Un maestro zen japonés decidió dar la gran lección al final de su vida. Después de haber promovido el autocontrol, el cultivo de su jardín samurai donde cada flor exhalaba el perfume del kami, la ceremonia interminable del té, un ascetismo monacal y la meditación más sublime, se dijo a sí mismo y al resto del mundo que ya bastaba. Entonces se encerró durante tres días en una suite del Oriental en Bangkok, ordenó un diluvio de cajas de champagne Cristal y deliciosas vituallas, y se rodeó de la estimulante compañía de numerosas criaturas expertas en Wu Wei callejero y esa sabia máxima del Palacio Flotante: El deseo no puede esperar: exige satisfacción.
El maestro murió en la más absoluta felicidad que da la comprensión del Sat-Chit-Ananda (Ser-Consciencia-Gozo) y la ironía de una leche zen monumental a sus asombrados discípulos, que no entendían la última lección de su gurú.
Realmente todo se reduce al aquí y ahora de forma consciente.

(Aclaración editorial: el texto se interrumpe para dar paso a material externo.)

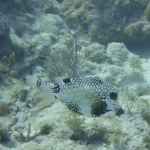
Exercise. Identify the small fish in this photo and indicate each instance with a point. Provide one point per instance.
(89, 96)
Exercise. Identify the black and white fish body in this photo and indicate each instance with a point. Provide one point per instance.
(89, 96)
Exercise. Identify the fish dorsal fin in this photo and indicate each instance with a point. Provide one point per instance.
(67, 80)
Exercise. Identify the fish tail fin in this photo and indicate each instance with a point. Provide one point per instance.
(40, 82)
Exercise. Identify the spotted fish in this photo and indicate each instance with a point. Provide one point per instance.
(89, 96)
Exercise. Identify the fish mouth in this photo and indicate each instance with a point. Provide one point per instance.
(113, 96)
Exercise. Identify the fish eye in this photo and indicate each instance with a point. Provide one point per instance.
(113, 95)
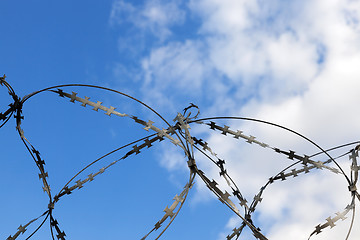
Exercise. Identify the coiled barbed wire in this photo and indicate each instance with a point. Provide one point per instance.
(179, 135)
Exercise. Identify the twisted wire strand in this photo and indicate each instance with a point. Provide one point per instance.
(179, 135)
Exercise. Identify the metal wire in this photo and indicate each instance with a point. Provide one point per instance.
(179, 134)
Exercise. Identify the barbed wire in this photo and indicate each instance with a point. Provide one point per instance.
(179, 135)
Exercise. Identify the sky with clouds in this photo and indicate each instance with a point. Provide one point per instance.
(294, 63)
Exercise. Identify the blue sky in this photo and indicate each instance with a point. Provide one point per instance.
(290, 62)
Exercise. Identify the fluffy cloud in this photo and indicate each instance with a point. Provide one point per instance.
(295, 63)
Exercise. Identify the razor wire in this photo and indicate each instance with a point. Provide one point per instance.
(179, 135)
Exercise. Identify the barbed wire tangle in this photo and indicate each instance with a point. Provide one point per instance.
(179, 135)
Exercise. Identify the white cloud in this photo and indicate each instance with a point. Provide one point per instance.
(295, 63)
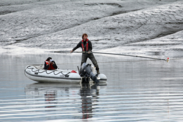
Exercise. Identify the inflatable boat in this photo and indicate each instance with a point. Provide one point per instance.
(37, 73)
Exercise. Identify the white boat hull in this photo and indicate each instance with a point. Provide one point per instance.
(38, 74)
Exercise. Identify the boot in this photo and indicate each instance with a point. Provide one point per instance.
(98, 72)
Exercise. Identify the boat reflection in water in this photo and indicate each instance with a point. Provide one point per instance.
(63, 101)
(88, 96)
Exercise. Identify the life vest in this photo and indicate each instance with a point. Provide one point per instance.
(83, 46)
(50, 66)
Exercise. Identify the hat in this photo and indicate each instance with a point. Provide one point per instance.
(51, 60)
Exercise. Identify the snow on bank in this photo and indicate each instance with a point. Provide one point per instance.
(113, 26)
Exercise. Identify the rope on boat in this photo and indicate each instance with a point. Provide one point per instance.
(120, 54)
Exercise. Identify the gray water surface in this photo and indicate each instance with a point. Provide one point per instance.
(137, 90)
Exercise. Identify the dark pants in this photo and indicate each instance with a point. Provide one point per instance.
(91, 57)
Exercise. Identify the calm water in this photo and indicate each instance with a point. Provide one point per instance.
(137, 90)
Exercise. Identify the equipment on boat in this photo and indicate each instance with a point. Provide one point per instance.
(37, 73)
(86, 73)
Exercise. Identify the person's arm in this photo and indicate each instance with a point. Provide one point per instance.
(77, 46)
(89, 46)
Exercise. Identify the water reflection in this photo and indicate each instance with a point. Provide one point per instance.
(88, 96)
(63, 100)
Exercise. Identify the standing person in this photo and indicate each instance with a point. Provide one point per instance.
(86, 46)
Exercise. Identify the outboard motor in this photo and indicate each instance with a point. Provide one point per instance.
(86, 73)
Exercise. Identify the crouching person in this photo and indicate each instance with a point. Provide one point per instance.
(50, 64)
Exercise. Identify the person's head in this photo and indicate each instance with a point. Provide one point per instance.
(84, 36)
(48, 59)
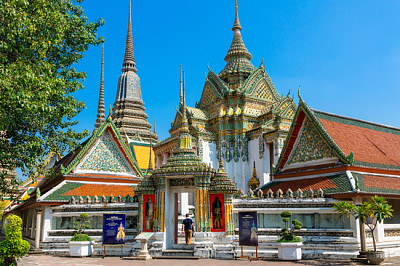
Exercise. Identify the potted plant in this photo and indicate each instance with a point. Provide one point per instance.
(13, 247)
(289, 245)
(378, 209)
(81, 245)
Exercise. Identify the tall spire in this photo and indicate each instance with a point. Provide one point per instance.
(129, 63)
(236, 24)
(150, 158)
(183, 85)
(101, 108)
(238, 57)
(180, 87)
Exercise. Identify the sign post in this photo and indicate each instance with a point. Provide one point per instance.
(113, 230)
(248, 232)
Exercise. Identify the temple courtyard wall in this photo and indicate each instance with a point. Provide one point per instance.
(324, 234)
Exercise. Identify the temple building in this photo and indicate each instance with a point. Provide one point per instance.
(242, 148)
(240, 118)
(128, 111)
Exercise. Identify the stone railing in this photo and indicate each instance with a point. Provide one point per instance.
(259, 194)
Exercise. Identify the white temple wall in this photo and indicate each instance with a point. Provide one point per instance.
(262, 165)
(210, 154)
(46, 221)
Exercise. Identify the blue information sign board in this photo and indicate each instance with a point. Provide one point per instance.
(248, 233)
(113, 229)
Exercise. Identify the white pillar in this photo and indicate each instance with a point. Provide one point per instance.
(379, 232)
(184, 203)
(38, 226)
(32, 224)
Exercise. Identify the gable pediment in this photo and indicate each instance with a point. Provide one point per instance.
(310, 148)
(105, 156)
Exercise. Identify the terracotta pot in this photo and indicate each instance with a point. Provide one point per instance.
(375, 258)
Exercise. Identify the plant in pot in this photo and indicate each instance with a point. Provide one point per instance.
(378, 210)
(13, 247)
(289, 247)
(81, 245)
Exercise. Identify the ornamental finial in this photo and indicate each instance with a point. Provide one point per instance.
(180, 87)
(100, 107)
(221, 165)
(298, 94)
(236, 24)
(129, 63)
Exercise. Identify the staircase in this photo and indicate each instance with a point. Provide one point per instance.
(179, 251)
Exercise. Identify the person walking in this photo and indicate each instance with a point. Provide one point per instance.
(188, 227)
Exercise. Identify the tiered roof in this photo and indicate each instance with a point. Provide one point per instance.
(128, 111)
(340, 155)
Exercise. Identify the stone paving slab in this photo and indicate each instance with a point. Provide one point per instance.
(46, 260)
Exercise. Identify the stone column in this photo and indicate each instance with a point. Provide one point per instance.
(38, 226)
(379, 233)
(32, 224)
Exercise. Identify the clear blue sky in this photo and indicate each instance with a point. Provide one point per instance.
(344, 54)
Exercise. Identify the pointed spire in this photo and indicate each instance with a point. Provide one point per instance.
(221, 165)
(101, 108)
(180, 87)
(238, 57)
(184, 93)
(150, 158)
(236, 24)
(129, 63)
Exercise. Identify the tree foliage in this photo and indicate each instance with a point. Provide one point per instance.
(80, 225)
(287, 233)
(13, 247)
(40, 43)
(376, 208)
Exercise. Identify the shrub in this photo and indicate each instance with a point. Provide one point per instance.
(287, 233)
(80, 225)
(377, 208)
(13, 247)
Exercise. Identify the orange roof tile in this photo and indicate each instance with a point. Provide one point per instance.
(384, 182)
(368, 145)
(304, 184)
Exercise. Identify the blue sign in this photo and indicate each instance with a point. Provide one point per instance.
(113, 229)
(248, 229)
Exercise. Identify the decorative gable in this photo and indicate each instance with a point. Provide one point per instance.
(105, 156)
(309, 146)
(209, 95)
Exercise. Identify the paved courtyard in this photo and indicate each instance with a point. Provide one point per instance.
(45, 260)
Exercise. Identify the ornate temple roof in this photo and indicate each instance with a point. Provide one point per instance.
(372, 144)
(101, 108)
(128, 110)
(238, 57)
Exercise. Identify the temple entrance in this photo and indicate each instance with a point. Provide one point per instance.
(179, 202)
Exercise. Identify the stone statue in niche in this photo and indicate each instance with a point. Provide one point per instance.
(217, 213)
(149, 215)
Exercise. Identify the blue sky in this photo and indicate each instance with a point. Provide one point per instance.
(344, 54)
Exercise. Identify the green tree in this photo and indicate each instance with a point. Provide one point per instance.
(40, 43)
(376, 208)
(13, 247)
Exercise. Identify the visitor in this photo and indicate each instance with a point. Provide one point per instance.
(189, 228)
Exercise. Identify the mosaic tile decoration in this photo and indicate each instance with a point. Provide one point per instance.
(105, 156)
(310, 146)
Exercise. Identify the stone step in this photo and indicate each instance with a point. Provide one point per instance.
(318, 254)
(177, 252)
(183, 246)
(266, 253)
(177, 257)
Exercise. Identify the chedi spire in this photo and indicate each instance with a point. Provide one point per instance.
(101, 108)
(238, 66)
(129, 63)
(128, 110)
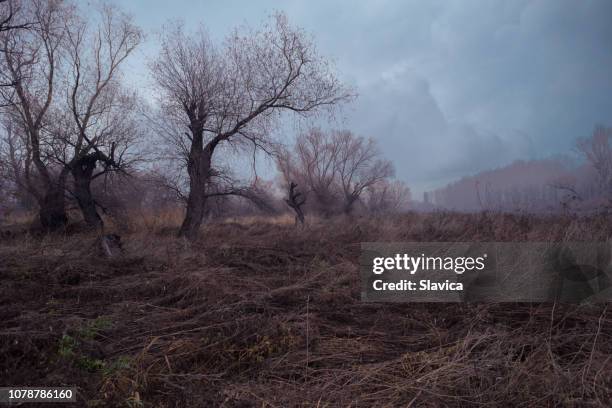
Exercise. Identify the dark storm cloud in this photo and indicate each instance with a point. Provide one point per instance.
(449, 87)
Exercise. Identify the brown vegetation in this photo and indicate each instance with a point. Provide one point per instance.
(258, 313)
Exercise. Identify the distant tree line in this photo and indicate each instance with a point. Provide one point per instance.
(74, 136)
(539, 186)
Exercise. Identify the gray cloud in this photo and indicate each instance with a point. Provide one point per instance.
(448, 87)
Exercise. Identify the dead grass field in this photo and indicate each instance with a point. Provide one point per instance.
(259, 314)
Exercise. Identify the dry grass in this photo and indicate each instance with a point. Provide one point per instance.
(260, 314)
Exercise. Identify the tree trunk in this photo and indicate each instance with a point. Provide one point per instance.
(349, 204)
(198, 168)
(52, 211)
(82, 173)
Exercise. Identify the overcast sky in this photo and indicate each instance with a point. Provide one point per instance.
(448, 88)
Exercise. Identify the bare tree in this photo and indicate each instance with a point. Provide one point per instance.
(313, 165)
(336, 168)
(296, 200)
(387, 197)
(30, 64)
(101, 111)
(9, 10)
(597, 150)
(359, 166)
(236, 94)
(66, 95)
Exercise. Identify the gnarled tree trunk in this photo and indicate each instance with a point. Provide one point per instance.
(82, 172)
(52, 211)
(198, 167)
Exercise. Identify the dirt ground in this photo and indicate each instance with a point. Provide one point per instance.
(259, 314)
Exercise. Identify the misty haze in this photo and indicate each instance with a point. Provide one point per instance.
(191, 194)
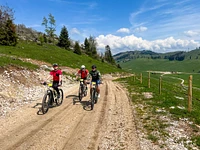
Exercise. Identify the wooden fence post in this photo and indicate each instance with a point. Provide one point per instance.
(160, 85)
(149, 81)
(190, 93)
(134, 77)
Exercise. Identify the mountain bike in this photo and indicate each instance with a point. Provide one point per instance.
(94, 95)
(50, 97)
(82, 90)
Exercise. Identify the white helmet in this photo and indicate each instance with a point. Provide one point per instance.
(82, 67)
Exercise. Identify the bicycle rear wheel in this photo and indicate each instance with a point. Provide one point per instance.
(80, 93)
(60, 100)
(45, 102)
(92, 99)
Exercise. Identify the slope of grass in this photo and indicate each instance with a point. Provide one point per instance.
(141, 65)
(4, 61)
(52, 54)
(172, 100)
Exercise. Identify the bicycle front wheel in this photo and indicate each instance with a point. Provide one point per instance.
(45, 102)
(92, 99)
(60, 100)
(80, 94)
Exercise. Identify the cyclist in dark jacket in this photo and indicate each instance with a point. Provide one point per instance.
(96, 77)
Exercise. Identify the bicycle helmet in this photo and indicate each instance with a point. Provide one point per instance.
(82, 67)
(94, 66)
(55, 64)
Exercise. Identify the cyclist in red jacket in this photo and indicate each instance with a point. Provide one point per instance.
(83, 73)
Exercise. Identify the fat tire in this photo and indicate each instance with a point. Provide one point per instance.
(93, 99)
(45, 102)
(80, 94)
(60, 100)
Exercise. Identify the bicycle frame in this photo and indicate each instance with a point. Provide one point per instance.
(94, 97)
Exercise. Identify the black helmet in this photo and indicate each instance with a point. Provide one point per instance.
(55, 64)
(94, 66)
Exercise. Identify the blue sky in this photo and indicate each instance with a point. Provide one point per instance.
(157, 25)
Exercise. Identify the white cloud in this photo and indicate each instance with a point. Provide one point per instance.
(140, 29)
(191, 33)
(131, 42)
(123, 30)
(74, 31)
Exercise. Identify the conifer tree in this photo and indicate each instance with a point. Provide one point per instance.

Yoga es bhoga, carpe diem y el reino de Dios está entre ellos pero los hombres no lo ven. Goethe lo dijo de otra manera: Aquí está la vida, aquí hay que danzar.
Me vienen tales reflexiones por el anunciado congreso Formentera Zen en este lánguido mes otoñal sin razzias transalpinas. Dará clases de yoga la bella Verónica Blume (¿tendrá algo que ver con el célebre halconero del Stupor Mundi?), y algunos asistentes se darán baños desnudos en las aguas esmeraldinas. ¡Que gran isla para expandir la consciencia! Su genios loci fomenta una meditación activa con paseos al cap de Barbaria, suculentos raors, langostas con huevos fritos y una energía telúrica que invita a enamorarse de la vida, el gran tesoro de todo sabio.